Analysts say the banking sector will disappoint due to its ‘weak track record’ of managing expenses.

Economists warn of another rate rise in 2023

A pick-up in wages growth and investment spend is expected to result in significant headwinds for the country’s major banks, and analysts at Macquarie have downgraded the outlook for the sector.

The broker says that with more than 70 per cent of expenses by the major banks relating to people, cost bases in the sector are likely to stay under pressure.

It expects that this will result in a further 1 to 7 per cent headwind to expense growth between now and the 2026 financial year from higher amortisation expenses and rising investment spend.

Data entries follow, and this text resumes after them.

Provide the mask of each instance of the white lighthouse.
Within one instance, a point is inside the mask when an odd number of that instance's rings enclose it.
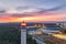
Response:
[[[21,23],[21,44],[26,44],[26,23]]]

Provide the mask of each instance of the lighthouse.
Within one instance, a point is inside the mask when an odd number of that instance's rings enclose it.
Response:
[[[21,44],[26,44],[26,23],[21,23]]]

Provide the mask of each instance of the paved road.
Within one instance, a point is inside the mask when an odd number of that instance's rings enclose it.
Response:
[[[42,38],[38,37],[38,36],[33,36],[33,38],[34,38],[38,44],[45,44],[45,43],[44,43],[44,40],[42,40]]]

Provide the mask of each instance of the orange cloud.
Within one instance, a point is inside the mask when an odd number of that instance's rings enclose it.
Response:
[[[33,14],[34,16],[22,16],[22,18],[13,18],[6,16],[0,18],[0,22],[42,22],[42,21],[66,21],[66,13],[43,13],[43,14]]]

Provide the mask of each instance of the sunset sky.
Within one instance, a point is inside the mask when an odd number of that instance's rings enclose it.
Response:
[[[66,21],[66,0],[0,0],[0,22]]]

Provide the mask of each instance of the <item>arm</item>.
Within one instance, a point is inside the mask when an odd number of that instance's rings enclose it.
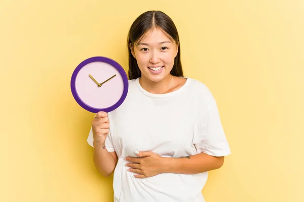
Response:
[[[224,163],[224,157],[200,153],[189,157],[163,159],[163,173],[196,174],[217,169]]]
[[[115,152],[108,152],[104,143],[94,142],[93,161],[98,172],[105,177],[110,176],[116,167],[118,157]]]
[[[126,166],[128,171],[137,175],[135,177],[143,178],[161,173],[197,174],[219,168],[223,165],[224,157],[214,157],[200,153],[182,158],[162,157],[152,152],[138,152],[140,157],[127,157]]]

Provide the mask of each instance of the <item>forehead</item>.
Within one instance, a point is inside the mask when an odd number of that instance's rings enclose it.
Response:
[[[155,28],[145,33],[138,43],[155,43],[165,41],[172,42],[173,39],[164,31]]]

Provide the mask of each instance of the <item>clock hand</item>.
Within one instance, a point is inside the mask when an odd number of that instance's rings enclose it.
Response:
[[[97,84],[97,85],[98,86],[98,87],[101,86],[101,84],[100,84],[99,83],[98,83],[97,82],[97,81],[96,81],[95,80],[95,79],[94,79],[93,78],[93,77],[92,76],[92,75],[91,74],[89,74],[89,76],[90,77],[90,78],[91,78],[94,81],[94,82],[95,82],[96,83],[96,84]]]
[[[103,84],[104,83],[105,83],[106,82],[107,82],[107,81],[108,81],[109,80],[111,79],[112,78],[114,77],[115,76],[116,76],[116,74],[114,76],[112,76],[112,77],[111,77],[110,78],[107,79],[107,80],[106,80],[105,81],[103,81],[102,83],[100,83],[99,84],[100,84],[100,85]]]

Analysts at Macquarie’s research section have made a further 1 to 2 per cent downgrade to earnings per share for Commonwealth Bank, Westpac, NAB and ANZ and are now up to 5 per cent above consensus on expenses.

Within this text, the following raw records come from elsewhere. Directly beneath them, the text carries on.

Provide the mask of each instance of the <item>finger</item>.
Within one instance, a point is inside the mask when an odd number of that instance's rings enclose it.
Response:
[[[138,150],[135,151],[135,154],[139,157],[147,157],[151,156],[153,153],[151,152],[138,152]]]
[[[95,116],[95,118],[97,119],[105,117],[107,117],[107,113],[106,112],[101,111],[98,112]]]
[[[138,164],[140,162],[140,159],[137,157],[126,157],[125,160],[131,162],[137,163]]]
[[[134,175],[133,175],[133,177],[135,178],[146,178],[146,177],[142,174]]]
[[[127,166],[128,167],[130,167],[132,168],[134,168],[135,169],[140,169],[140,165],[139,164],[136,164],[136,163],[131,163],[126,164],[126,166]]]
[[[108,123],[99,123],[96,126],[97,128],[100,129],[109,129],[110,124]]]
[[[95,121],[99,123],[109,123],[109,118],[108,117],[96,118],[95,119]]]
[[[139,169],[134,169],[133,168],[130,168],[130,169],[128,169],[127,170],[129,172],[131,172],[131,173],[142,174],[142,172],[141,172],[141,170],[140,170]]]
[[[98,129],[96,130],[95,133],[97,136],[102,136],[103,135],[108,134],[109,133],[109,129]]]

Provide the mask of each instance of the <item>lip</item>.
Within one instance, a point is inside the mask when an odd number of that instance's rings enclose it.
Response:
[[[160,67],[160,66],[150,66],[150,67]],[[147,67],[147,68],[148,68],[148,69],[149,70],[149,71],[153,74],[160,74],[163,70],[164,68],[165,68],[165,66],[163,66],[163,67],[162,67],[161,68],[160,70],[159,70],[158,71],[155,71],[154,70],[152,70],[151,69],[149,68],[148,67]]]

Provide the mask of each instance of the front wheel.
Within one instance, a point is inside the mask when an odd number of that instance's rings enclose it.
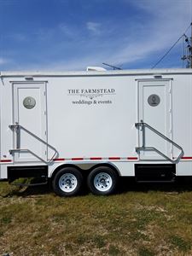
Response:
[[[118,183],[118,175],[108,166],[99,166],[88,176],[87,183],[90,190],[99,195],[107,195],[114,192]]]
[[[83,184],[81,172],[74,167],[60,170],[53,179],[54,192],[61,196],[73,196],[80,192]]]

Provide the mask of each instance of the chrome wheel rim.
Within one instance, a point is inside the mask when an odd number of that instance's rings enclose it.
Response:
[[[78,185],[77,177],[72,173],[65,173],[59,179],[59,187],[64,192],[73,191]]]
[[[100,172],[94,178],[94,186],[101,192],[109,190],[112,187],[112,177],[107,172]]]

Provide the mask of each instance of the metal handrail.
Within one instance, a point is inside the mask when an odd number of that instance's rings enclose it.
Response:
[[[177,144],[176,143],[172,141],[170,138],[166,137],[164,134],[162,134],[161,132],[160,132],[159,131],[157,131],[154,127],[150,126],[147,123],[144,123],[143,120],[141,120],[140,123],[136,123],[135,126],[137,129],[139,129],[139,127],[142,126],[142,131],[143,131],[143,146],[136,148],[137,152],[138,152],[138,151],[155,151],[156,153],[158,153],[159,154],[160,154],[165,159],[168,160],[169,161],[171,161],[173,164],[177,163],[181,160],[181,158],[184,155],[183,149],[181,146],[179,146],[178,144]],[[163,139],[165,139],[166,141],[167,141],[168,143],[170,143],[171,144],[172,144],[173,146],[177,148],[181,151],[181,153],[179,154],[176,160],[172,160],[167,155],[166,155],[165,154],[163,154],[162,152],[160,152],[160,150],[158,150],[157,148],[155,148],[154,147],[145,147],[145,127],[148,128],[149,130],[154,131],[155,134],[161,137]]]
[[[20,125],[18,123],[16,123],[15,125],[9,125],[9,127],[11,130],[15,130],[16,132],[16,148],[15,149],[10,149],[9,153],[24,153],[24,152],[28,152],[30,154],[32,154],[32,155],[34,155],[36,158],[38,158],[38,160],[40,160],[41,161],[44,162],[45,164],[50,164],[53,162],[54,159],[59,154],[58,151],[56,150],[55,148],[54,148],[53,146],[49,145],[48,143],[46,143],[45,141],[44,141],[43,139],[41,139],[40,137],[38,137],[37,135],[35,135],[34,133],[32,133],[32,131],[30,131],[29,130],[27,130],[26,128],[23,127],[22,125]],[[44,160],[43,158],[41,158],[40,156],[38,156],[38,154],[36,154],[34,152],[32,152],[30,149],[27,148],[20,148],[20,130],[25,131],[26,132],[27,132],[29,135],[31,135],[32,137],[33,137],[34,138],[36,138],[37,140],[38,140],[39,142],[41,142],[42,143],[45,144],[48,148],[51,148],[52,150],[55,151],[53,156],[50,158],[50,160],[49,161]]]

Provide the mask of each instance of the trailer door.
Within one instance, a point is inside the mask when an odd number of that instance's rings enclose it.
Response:
[[[172,84],[170,80],[138,81],[138,122],[147,123],[172,139]],[[140,127],[141,128],[141,127]],[[139,129],[139,147],[153,147],[172,158],[172,145],[148,128]],[[144,140],[144,142],[143,142]],[[163,160],[157,152],[142,150],[141,160]]]
[[[14,124],[20,125],[19,134],[15,132],[14,144],[15,148],[21,149],[14,154],[15,161],[33,162],[47,159],[45,87],[44,82],[13,83]]]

Macquarie said that personnel expenses were 55 per cent of all costs which the big four had, and that grew to 70 per cent when the cost of external providers were factored in.

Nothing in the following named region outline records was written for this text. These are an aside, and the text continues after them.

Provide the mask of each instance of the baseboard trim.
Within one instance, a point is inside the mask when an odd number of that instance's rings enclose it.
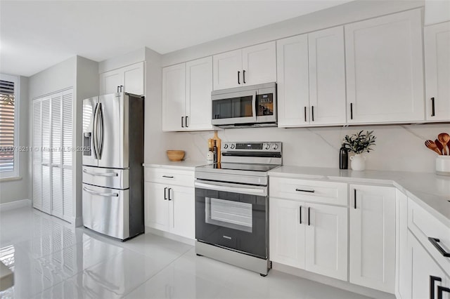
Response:
[[[6,202],[0,204],[0,212],[4,211],[13,210],[23,206],[31,206],[30,199],[20,199],[14,201]]]
[[[288,273],[290,274],[304,278],[306,279],[312,280],[321,284],[334,286],[335,288],[341,288],[342,290],[349,291],[353,293],[356,293],[365,296],[368,296],[377,299],[395,299],[395,295],[394,294],[390,294],[381,291],[366,288],[365,286],[358,286],[356,284],[350,284],[348,281],[344,281],[342,280],[335,279],[334,278],[327,277],[323,275],[310,272],[309,271],[297,269],[283,264],[278,264],[278,263],[273,262],[272,268],[278,271]]]
[[[179,242],[184,243],[185,244],[191,245],[193,246],[195,245],[195,240],[194,239],[179,236],[177,234],[171,234],[170,232],[164,232],[162,230],[156,230],[148,226],[146,226],[145,229],[146,234],[157,234],[158,236],[164,237],[165,238],[170,239],[174,241],[178,241]]]

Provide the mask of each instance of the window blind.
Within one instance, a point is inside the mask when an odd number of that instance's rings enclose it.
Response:
[[[0,80],[0,172],[14,170],[14,82]]]

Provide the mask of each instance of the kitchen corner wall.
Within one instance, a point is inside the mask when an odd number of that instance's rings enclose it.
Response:
[[[428,139],[450,131],[445,124],[392,125],[329,128],[255,128],[219,131],[224,141],[281,141],[283,164],[339,167],[339,149],[345,135],[373,130],[374,150],[365,153],[368,170],[435,172],[437,154],[425,147]],[[165,150],[183,150],[186,160],[205,161],[207,139],[213,132],[167,133]]]

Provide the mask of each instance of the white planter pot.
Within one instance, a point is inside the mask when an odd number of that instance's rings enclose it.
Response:
[[[361,154],[356,154],[351,157],[350,161],[352,170],[361,171],[366,169],[366,157],[363,157]]]
[[[450,175],[450,156],[436,157],[436,174]]]

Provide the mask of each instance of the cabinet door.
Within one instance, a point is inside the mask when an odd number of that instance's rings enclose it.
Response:
[[[349,187],[350,282],[394,293],[395,189]]]
[[[421,11],[345,25],[348,123],[424,120]]]
[[[144,221],[146,226],[157,230],[169,230],[167,189],[167,186],[162,184],[144,182]]]
[[[427,120],[450,120],[450,22],[425,27]]]
[[[123,72],[114,69],[100,74],[100,95],[117,92],[117,86],[123,85]]]
[[[422,246],[411,232],[408,232],[408,249],[410,251],[411,259],[412,299],[430,298],[437,299],[437,286],[450,288],[450,278],[436,263],[428,252]],[[432,277],[441,279],[433,281]],[[411,278],[410,278],[411,279]],[[432,284],[434,288],[432,289]],[[450,298],[448,293],[444,293],[443,298]]]
[[[42,100],[41,115],[41,169],[42,169],[42,208],[41,211],[50,214],[51,213],[51,161],[50,156],[51,142],[51,99]]]
[[[42,161],[41,147],[42,146],[41,100],[33,100],[33,207],[42,209]]]
[[[194,188],[169,186],[169,230],[170,232],[195,239],[195,207]]]
[[[278,126],[309,124],[308,36],[276,41]]]
[[[51,215],[63,218],[62,100],[63,93],[51,95]]]
[[[304,203],[272,197],[269,204],[270,260],[304,269]]]
[[[126,93],[142,95],[144,94],[143,62],[122,67],[124,91]]]
[[[245,85],[276,81],[275,41],[242,49],[242,82]]]
[[[344,27],[308,34],[311,124],[345,124]]]
[[[347,281],[347,208],[307,206],[306,270]]]
[[[75,153],[71,150],[73,147],[74,126],[73,115],[73,90],[63,92],[63,121],[62,121],[62,146],[64,149],[62,155],[63,171],[63,219],[73,221],[72,199],[72,161]]]
[[[242,50],[212,56],[212,74],[214,91],[242,86]]]
[[[184,131],[186,64],[162,68],[162,131]]]
[[[396,194],[396,295],[397,298],[411,298],[411,256],[408,250],[408,197],[398,190]]]
[[[212,130],[212,57],[186,63],[188,130]]]

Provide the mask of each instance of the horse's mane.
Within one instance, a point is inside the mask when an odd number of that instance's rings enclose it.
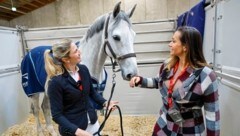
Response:
[[[86,41],[89,38],[91,38],[95,33],[99,33],[100,31],[103,30],[107,15],[109,15],[109,14],[106,14],[106,15],[103,15],[103,16],[100,16],[99,18],[97,18],[95,20],[95,22],[88,28],[87,34],[86,34]],[[118,25],[118,23],[121,20],[125,20],[126,22],[128,22],[129,25],[131,25],[128,16],[123,11],[119,12],[119,14],[116,16],[115,20],[116,21],[114,22],[113,27],[115,27],[115,25]]]

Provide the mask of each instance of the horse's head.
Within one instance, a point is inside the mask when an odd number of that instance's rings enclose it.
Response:
[[[135,32],[132,29],[130,17],[136,5],[124,12],[120,10],[120,4],[116,4],[113,12],[106,19],[104,27],[105,52],[115,59],[120,66],[124,80],[130,80],[137,75],[136,55],[133,49]]]

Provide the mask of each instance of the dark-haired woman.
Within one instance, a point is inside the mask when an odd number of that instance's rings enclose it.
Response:
[[[179,27],[169,47],[171,57],[158,77],[136,76],[129,83],[131,87],[160,88],[163,106],[152,135],[219,136],[218,83],[203,56],[199,31]]]

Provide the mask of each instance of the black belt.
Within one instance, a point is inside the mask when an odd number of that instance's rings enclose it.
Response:
[[[188,111],[188,112],[183,112],[183,113],[181,113],[182,118],[183,118],[184,120],[194,119],[194,121],[195,121],[196,124],[201,124],[201,123],[203,123],[203,116],[202,116],[202,115],[199,116],[199,117],[195,117],[195,116],[194,116],[193,111],[195,111],[195,110],[199,110],[199,111],[196,111],[196,112],[201,112],[201,109],[194,109],[194,110],[191,110],[191,111]],[[167,120],[169,120],[169,121],[171,121],[171,122],[174,122],[168,113],[167,113],[167,116],[166,116],[166,117],[167,117]]]

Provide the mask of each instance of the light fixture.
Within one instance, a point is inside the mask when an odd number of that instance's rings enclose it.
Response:
[[[14,12],[17,11],[17,8],[13,6],[12,0],[11,0],[11,4],[12,4],[12,11],[14,11]]]

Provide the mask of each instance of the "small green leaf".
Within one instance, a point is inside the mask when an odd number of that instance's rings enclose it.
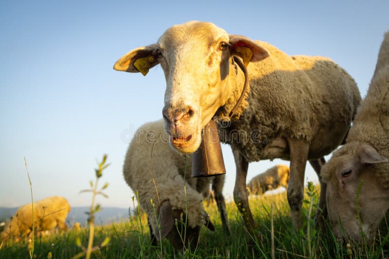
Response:
[[[103,161],[101,162],[101,164],[104,164],[106,163],[106,154],[105,154],[104,156],[103,156]]]
[[[76,238],[76,245],[77,245],[79,247],[81,247],[81,246],[82,245],[82,244],[81,244],[81,240],[78,237],[77,237]]]
[[[315,187],[313,186],[313,183],[312,183],[312,182],[308,182],[308,190],[311,193],[313,192],[314,190],[315,190]]]
[[[104,246],[108,244],[108,243],[109,243],[109,237],[106,237],[106,239],[104,240],[104,241],[103,242],[103,243],[101,243],[100,246],[102,247],[104,247]]]
[[[96,207],[94,207],[94,212],[97,212],[100,210],[100,205],[97,204],[96,205]]]
[[[102,192],[97,192],[97,193],[96,193],[96,194],[102,195],[103,196],[104,196],[105,198],[108,198],[108,195]]]

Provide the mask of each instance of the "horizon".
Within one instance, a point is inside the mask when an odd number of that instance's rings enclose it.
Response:
[[[210,21],[290,55],[328,57],[354,78],[365,97],[389,30],[389,1],[248,5],[229,0],[0,3],[0,207],[31,202],[24,157],[34,201],[59,195],[71,206],[90,206],[90,195],[79,192],[94,179],[104,154],[111,164],[99,181],[101,186],[108,183],[108,198],[98,197],[97,202],[103,208],[132,206],[134,194],[122,172],[124,155],[135,130],[162,117],[165,81],[159,66],[146,77],[112,66],[130,50],[156,42],[174,24]],[[223,193],[230,200],[235,164],[228,145],[222,146],[227,170]],[[247,182],[278,164],[289,162],[250,163]],[[305,183],[318,182],[309,163],[305,172]]]

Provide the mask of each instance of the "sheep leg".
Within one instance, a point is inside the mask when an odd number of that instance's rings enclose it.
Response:
[[[319,225],[321,225],[323,222],[320,219],[325,219],[327,218],[327,206],[325,202],[327,184],[323,182],[320,176],[320,171],[321,167],[325,163],[325,160],[324,157],[322,157],[319,159],[309,161],[309,162],[317,174],[320,182],[320,198],[318,211],[315,215],[315,221],[317,223],[318,223]]]
[[[309,144],[301,140],[288,139],[290,155],[290,177],[287,196],[292,221],[297,229],[301,228],[301,206],[304,195],[304,176]]]
[[[227,235],[229,236],[231,231],[230,230],[230,224],[228,222],[226,202],[223,195],[223,187],[224,185],[225,178],[224,175],[215,176],[212,181],[212,190],[213,191],[216,204],[217,205],[219,213],[220,214],[223,227]]]
[[[248,193],[246,189],[246,177],[248,162],[238,150],[232,149],[236,166],[236,178],[234,187],[234,200],[243,217],[243,222],[251,234],[256,228],[255,223],[248,207]]]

While it said that banks were reluctant to disclose the proportion of staff covered by enterprise bargaining agreements, it appeared they have negotiated 2 to 5 per cent wage increases in the 2023 financial year and up to 4.5 per cent in fiscal year 2024 – and up to 4 per cent in 2025.

Macquarie analysts say that the banking sector has a weak track record at managing costs. Picture: Britta Campion.
Macquarie analysts say that the banking sector has a weak track record at managing costs. Picture: Britta Campion.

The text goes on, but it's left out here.